Fifty-three years later, the unearthed ad confirms that the infamously poor-performing U student at least did something while attending the school — but it's not clear if he actually wrote anything for the Daily.

The originator of the advertisement was none other than Jon Bream, the Minnesota Star Tribune's loooooongtime music critic and a Dylan biographer. Bream cut his teeth as an arts editor at the Daily in the early '70s before he would spend the next five decades writing around the real meaning of "Little Red Corvette" to prudish Strib editors.

"We never determined that he published any stories," Bream now admits.

He offered this for a backstory on how the photo was found in the first place:

"One day, I was rummaging through the lone desk in the grungy A&E office in the basement of Murphy Hall. Among the ephemera in the wooden middle desk drawer were three black-and-white photos. One was a fuzzy-focused Spider John Koerner and Bob Dylan performing. One was Dylan, again a grainy photo, playing guitar in the window of the Ten O'Clock Scholar in Dinkytown. The third was a man in shades and a polo shirt at a typewriter. It sure looked like Bob Zimmerman banging away in what appeared to be the Daily office, in probably his freshman year, 1959-60."

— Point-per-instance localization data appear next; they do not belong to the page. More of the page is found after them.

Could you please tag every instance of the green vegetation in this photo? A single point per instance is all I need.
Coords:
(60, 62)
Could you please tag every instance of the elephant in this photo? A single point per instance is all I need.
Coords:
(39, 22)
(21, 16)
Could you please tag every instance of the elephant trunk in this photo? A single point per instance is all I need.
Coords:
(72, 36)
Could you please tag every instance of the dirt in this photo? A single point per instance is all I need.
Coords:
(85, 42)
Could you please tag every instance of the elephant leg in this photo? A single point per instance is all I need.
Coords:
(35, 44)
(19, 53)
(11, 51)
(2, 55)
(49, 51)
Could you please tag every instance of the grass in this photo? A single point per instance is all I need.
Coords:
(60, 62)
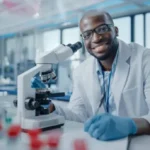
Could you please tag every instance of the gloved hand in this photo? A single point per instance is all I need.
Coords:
(37, 83)
(108, 127)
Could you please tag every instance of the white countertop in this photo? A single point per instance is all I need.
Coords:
(75, 130)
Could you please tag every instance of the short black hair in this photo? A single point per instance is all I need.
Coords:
(94, 13)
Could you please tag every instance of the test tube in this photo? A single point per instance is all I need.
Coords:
(54, 140)
(13, 134)
(80, 144)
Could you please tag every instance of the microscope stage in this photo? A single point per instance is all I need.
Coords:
(44, 122)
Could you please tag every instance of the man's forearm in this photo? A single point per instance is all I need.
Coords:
(143, 126)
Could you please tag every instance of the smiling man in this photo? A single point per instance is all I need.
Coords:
(111, 91)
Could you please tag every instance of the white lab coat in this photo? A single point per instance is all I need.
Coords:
(130, 86)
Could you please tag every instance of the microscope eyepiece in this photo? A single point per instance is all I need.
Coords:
(75, 46)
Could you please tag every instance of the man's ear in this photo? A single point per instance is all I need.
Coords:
(116, 31)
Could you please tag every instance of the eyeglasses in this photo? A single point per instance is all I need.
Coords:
(99, 30)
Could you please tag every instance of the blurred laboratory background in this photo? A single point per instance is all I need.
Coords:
(30, 27)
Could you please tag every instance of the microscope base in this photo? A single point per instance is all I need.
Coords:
(44, 122)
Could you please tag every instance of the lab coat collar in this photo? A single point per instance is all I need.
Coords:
(121, 73)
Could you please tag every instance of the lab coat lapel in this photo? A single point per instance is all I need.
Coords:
(121, 73)
(96, 91)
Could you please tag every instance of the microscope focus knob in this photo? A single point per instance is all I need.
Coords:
(31, 104)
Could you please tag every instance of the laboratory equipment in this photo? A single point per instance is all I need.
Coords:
(33, 104)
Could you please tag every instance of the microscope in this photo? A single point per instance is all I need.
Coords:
(33, 104)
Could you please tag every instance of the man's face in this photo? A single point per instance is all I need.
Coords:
(98, 44)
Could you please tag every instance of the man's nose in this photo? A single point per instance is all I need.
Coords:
(96, 37)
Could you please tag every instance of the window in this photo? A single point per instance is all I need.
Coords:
(139, 28)
(124, 27)
(72, 35)
(51, 39)
(148, 30)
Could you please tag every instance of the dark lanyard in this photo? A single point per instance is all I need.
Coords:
(107, 95)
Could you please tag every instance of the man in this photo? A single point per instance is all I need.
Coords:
(112, 87)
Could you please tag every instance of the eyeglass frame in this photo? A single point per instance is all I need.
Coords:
(94, 30)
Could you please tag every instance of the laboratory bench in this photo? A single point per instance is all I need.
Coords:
(73, 130)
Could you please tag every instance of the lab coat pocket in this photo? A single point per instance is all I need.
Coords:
(131, 100)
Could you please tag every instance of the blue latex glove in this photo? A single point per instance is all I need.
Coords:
(37, 83)
(108, 127)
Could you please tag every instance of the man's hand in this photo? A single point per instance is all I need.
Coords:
(108, 127)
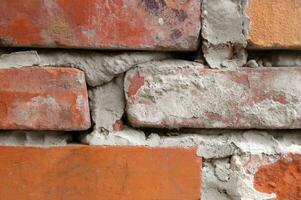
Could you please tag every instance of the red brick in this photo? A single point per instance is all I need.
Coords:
(190, 96)
(275, 24)
(281, 176)
(122, 24)
(43, 99)
(82, 172)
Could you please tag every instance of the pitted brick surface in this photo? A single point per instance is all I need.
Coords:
(81, 172)
(174, 95)
(122, 24)
(48, 98)
(275, 24)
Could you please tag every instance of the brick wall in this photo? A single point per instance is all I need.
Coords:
(150, 99)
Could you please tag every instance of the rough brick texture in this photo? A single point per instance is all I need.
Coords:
(275, 24)
(43, 99)
(280, 175)
(186, 95)
(123, 24)
(90, 173)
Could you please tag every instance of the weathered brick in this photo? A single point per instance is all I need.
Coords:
(186, 95)
(123, 24)
(81, 172)
(280, 175)
(275, 24)
(47, 98)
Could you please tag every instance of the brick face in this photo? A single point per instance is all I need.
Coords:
(169, 96)
(282, 177)
(80, 172)
(43, 99)
(123, 24)
(275, 24)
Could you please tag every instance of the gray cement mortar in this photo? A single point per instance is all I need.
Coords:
(34, 138)
(225, 32)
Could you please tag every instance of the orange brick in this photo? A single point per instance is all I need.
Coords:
(282, 178)
(90, 173)
(275, 24)
(43, 99)
(122, 24)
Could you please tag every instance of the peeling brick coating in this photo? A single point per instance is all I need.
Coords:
(90, 173)
(43, 99)
(275, 24)
(282, 177)
(122, 24)
(184, 95)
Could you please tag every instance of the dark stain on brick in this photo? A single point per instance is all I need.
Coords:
(180, 14)
(154, 6)
(176, 34)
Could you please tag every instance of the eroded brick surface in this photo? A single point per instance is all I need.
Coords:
(43, 99)
(186, 95)
(275, 24)
(123, 24)
(81, 172)
(276, 174)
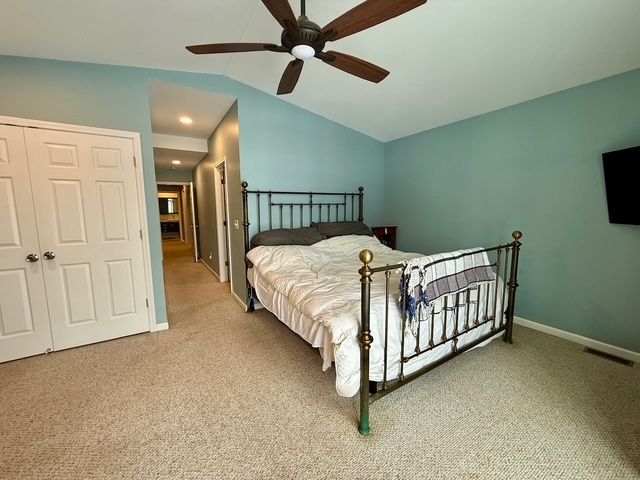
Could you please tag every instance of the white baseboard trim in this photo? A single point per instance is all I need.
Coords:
(239, 300)
(160, 326)
(215, 274)
(575, 338)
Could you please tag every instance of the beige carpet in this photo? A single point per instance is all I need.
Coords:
(224, 394)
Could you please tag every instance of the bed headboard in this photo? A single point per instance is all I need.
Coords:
(275, 209)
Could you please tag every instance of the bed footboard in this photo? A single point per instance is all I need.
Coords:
(494, 320)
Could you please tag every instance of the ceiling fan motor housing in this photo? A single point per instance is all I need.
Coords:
(309, 33)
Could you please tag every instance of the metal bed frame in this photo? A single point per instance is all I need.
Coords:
(343, 205)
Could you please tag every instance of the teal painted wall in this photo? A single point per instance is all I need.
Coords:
(534, 167)
(281, 145)
(174, 176)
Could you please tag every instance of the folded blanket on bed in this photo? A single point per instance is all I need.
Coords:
(425, 279)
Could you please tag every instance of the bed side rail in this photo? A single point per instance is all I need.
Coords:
(469, 309)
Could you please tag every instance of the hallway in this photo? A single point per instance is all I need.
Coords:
(191, 289)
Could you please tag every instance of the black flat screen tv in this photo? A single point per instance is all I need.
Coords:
(622, 182)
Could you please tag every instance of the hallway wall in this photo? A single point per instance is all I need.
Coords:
(223, 142)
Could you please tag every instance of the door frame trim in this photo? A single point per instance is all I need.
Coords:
(220, 193)
(141, 191)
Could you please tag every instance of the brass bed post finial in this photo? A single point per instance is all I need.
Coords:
(365, 339)
(513, 284)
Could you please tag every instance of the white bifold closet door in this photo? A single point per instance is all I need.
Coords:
(24, 318)
(85, 212)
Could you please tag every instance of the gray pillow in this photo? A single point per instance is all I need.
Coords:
(335, 229)
(287, 236)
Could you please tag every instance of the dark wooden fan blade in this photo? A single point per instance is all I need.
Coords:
(234, 47)
(290, 77)
(354, 66)
(368, 14)
(281, 11)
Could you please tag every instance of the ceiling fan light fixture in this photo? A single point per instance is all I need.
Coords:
(303, 52)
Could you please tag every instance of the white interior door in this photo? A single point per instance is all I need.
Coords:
(86, 206)
(24, 319)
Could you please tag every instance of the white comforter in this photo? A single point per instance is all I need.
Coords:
(321, 283)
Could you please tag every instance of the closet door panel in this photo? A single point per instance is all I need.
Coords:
(24, 319)
(88, 217)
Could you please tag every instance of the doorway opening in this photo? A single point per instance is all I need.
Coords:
(177, 214)
(222, 218)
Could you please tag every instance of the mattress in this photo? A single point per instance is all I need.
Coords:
(315, 291)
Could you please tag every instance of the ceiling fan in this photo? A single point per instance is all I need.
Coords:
(305, 39)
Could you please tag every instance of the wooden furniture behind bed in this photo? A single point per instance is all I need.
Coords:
(285, 209)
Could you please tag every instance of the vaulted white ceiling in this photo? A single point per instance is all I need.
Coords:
(449, 59)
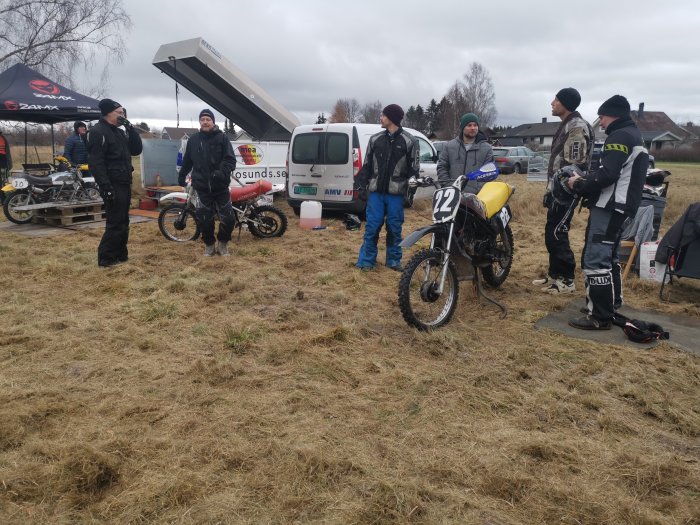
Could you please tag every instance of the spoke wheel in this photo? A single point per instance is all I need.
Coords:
(178, 223)
(421, 304)
(267, 221)
(15, 199)
(497, 273)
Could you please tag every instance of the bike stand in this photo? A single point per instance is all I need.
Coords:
(480, 293)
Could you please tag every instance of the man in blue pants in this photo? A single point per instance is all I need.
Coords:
(392, 158)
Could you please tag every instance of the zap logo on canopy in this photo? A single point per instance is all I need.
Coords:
(248, 154)
(44, 86)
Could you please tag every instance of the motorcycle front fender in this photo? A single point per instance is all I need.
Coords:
(179, 196)
(415, 236)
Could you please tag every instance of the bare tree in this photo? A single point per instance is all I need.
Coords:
(370, 112)
(474, 95)
(478, 94)
(345, 110)
(55, 36)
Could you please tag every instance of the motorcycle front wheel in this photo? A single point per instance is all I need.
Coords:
(267, 221)
(421, 304)
(15, 199)
(178, 223)
(496, 274)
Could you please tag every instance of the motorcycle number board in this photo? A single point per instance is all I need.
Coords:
(445, 203)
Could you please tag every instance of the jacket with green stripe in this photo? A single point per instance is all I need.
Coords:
(617, 185)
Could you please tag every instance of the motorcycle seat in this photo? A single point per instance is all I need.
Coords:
(494, 195)
(250, 190)
(38, 180)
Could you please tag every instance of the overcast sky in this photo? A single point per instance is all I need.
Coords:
(308, 53)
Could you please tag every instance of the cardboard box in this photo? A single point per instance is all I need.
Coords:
(649, 269)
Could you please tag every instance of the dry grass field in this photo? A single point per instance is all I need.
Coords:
(282, 386)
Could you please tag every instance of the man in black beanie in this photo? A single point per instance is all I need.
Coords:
(209, 156)
(392, 158)
(109, 155)
(75, 149)
(613, 193)
(571, 146)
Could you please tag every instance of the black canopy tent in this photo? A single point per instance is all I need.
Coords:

The original photographer's name was written on the back of the photos, but he could never be tracked down; not surprising, given it was John Anderson, and this is Minnesota.

Another longtime Twin Cities music critic and fellow rock biographer, Jim Walsh, is the one who dug up this Daily Dylan ad again, resulting in it being widely shared on Facebook this past week.

"Found it! This 1961 photo of Bob Dylan in the basement of Murphy Hall, taken just before he lit out for NYC and the tale told in 'A Complete Unknown,'" Walsh wrote in his post, which features an updated version of the ad that he ran in the late 1980s when he, too, worked at the Daily.

Another journalist and academic researcher, Blake Gumprecht, said he searched the Minnesota Daily's archives for the year that Dylan went to the U, but he did not come across anything written by Robert or Bob Zimmerman.

"Maybe he wasn't good enough to get a byline as a freshman?" Gumprecht theorized. However, he also acknowledged the archives from that era are incomplete.

Another former Daily arts writer from the mid-2010s, Jackie Renzetti, said there might have been pushback against those ads at some point formally refuting its claims.

"There was a bit of lore about the Daily getting in trouble for claiming Bob Dylan worked there and then not being able to prove it," Renzetti said. "It became kind of a joke like, 'You can't prove he didn't work at the Daily.'"

Asked what he thinks of the Daily Dylan mystery now, Walsh came to the same conclusion as nearly everyone else who has tried to dig into the Nobel Prize-winning rock icon's past — now including "A Complete Unknown's" factually playful filmmakers.

"Only Bob knows for sure, as usual," Walsh said.